US 12,217,007 B2
Providing a semantic encoding and language neural network
Thanh Lam Hoang, Maynooth (IE); Dzung Phan, Pleasantville, NY (US); Gabriele Picco, Dublin (IE); Lam Nguyen, Ossining, NY (US); Marco Luca Sbodio, Castaheany (IE); and Vanessa Lopez Garcia, Dublin (IE)
Assigned to INTERNATIONAL BUSINESS MACHINES CORPORATION, Armonk, NY (US)
Filed by INTERNATIONAL BUSINESS MACHINES CORPORATION, Armonk, NY (US)
Filed on Jul. 11, 2022, as Appl. No. 17/811,763.
Prior Publication US 2024/0013003 A1, Jan. 11, 2024
Int. Cl. G06F 40/30 (2020.01); G06F 40/126 (2020.01); G06F 40/205 (2020.01); G06F 40/279 (2020.01); G06F 40/40 (2020.01); G06N 3/045 (2023.01); G06N 3/08 (2023.01)

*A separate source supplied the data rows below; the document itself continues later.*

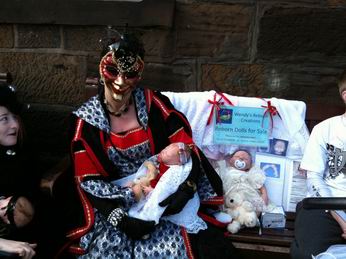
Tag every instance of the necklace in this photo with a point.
(123, 109)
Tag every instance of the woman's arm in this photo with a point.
(22, 249)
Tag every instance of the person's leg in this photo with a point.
(315, 231)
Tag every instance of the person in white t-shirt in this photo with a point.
(325, 162)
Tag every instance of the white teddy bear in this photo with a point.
(242, 212)
(244, 191)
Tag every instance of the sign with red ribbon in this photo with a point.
(247, 126)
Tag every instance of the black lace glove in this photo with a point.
(132, 227)
(177, 201)
(136, 228)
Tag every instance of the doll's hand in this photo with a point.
(177, 201)
(147, 189)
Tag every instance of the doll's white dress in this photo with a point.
(148, 207)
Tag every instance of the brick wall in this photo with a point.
(288, 49)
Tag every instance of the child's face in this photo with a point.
(241, 160)
(174, 154)
(22, 211)
(9, 127)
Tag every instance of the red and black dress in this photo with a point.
(101, 156)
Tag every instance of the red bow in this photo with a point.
(271, 110)
(216, 105)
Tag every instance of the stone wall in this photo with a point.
(292, 49)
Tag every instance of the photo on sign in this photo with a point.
(225, 116)
(278, 147)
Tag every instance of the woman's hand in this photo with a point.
(22, 249)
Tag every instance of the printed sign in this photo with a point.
(246, 126)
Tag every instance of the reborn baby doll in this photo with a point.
(244, 191)
(159, 177)
(174, 154)
(241, 175)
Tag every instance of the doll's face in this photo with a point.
(174, 154)
(9, 127)
(241, 160)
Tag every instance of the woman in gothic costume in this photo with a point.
(114, 133)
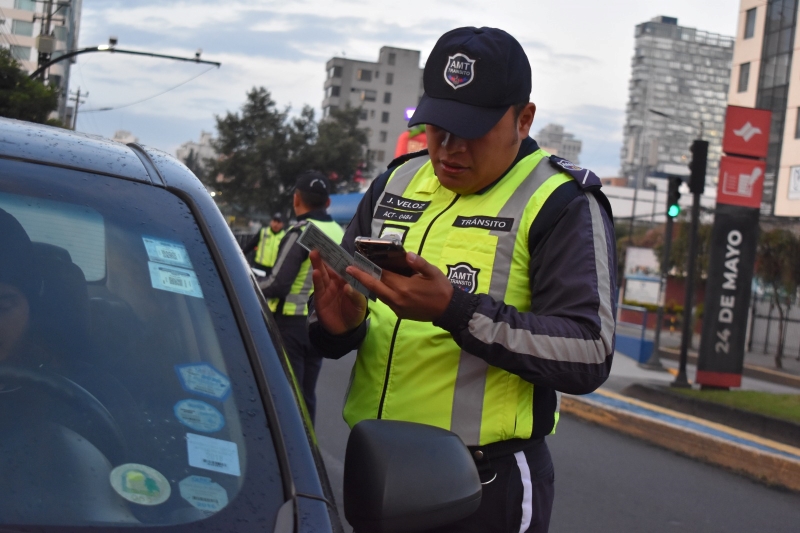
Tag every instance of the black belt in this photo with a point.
(483, 455)
(487, 452)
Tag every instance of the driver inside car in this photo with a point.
(18, 287)
(37, 446)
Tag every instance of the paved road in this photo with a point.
(606, 482)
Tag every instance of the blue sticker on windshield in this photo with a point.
(199, 416)
(203, 493)
(167, 252)
(204, 379)
(174, 279)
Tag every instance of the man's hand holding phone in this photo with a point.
(423, 297)
(420, 291)
(339, 307)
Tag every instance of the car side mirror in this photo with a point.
(405, 477)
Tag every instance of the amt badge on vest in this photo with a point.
(463, 276)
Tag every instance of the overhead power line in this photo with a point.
(149, 97)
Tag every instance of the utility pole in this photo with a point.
(45, 42)
(77, 99)
(673, 209)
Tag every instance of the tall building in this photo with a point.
(24, 30)
(682, 74)
(556, 141)
(197, 153)
(765, 75)
(387, 92)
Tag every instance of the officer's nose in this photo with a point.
(453, 143)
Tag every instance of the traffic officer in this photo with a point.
(266, 243)
(289, 285)
(512, 302)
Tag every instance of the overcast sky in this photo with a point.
(579, 50)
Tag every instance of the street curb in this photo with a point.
(765, 467)
(755, 423)
(751, 371)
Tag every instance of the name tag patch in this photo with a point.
(392, 200)
(490, 223)
(384, 213)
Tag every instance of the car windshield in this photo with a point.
(126, 395)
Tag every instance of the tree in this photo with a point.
(22, 97)
(262, 150)
(194, 163)
(778, 266)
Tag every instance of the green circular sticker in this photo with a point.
(140, 484)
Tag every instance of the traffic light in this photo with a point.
(697, 181)
(674, 196)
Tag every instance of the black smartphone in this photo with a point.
(388, 254)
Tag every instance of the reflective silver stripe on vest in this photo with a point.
(281, 258)
(471, 378)
(397, 185)
(568, 350)
(301, 299)
(607, 323)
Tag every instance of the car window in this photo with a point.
(126, 396)
(76, 229)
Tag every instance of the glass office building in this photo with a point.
(678, 91)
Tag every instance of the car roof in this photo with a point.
(48, 145)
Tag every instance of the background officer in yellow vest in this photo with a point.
(289, 286)
(266, 243)
(513, 300)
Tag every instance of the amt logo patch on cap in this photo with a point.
(460, 71)
(463, 276)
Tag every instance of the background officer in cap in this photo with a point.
(266, 243)
(289, 285)
(513, 300)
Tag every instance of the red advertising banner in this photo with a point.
(746, 131)
(741, 181)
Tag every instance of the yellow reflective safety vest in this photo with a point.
(415, 371)
(295, 303)
(268, 245)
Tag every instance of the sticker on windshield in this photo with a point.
(174, 279)
(213, 454)
(167, 252)
(199, 416)
(204, 379)
(203, 493)
(140, 484)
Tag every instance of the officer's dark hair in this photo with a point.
(312, 199)
(518, 108)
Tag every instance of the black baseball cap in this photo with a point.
(314, 182)
(471, 78)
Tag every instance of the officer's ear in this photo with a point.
(525, 120)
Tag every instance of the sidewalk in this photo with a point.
(768, 461)
(757, 364)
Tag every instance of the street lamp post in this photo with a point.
(113, 49)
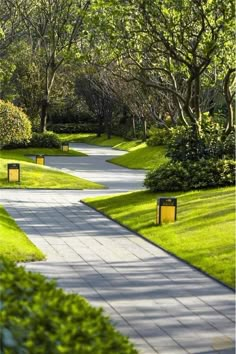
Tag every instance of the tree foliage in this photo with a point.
(15, 126)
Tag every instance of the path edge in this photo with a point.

CPC G06F 40/30 (2020.01) [G06F 40/126 (2020.01); G06F 40/205 (2020.01); G06F 40/279 (2020.01); G06F 40/40 (2020.01); G06N 3/045 (2023.01); G06N 3/08 (2013.01)] 17 Claims
OG exemplary drawing
 
1. A method for providing semantic encoding and language generation in a computing system by a processor, comprising:
automatically parsing unstructured data into one or more knowledge graphs based on the unstructured data and a list of candidate relations using a first machine learning model;
encoding, using the first machine learning model, the unstructured data into a distribution of a plurality of triples based on the one or more knowledge graphs, wherein the encoding further comprises predicted probabilities of relations between entities in the unstructured data;
sampling, using a second machine learning model, a set of the plurality of triples from the unstructured data of the one or more knowledge graphs;
generating text data from the set of the plurality of triples using the second machine learning model;
computing a penalty score for the set of the plurality of triples based on a degree of difference between the unstructured data and the generated text data; and
adjusting at least one predicted probability from the first machine learning model based on the determined penalty score.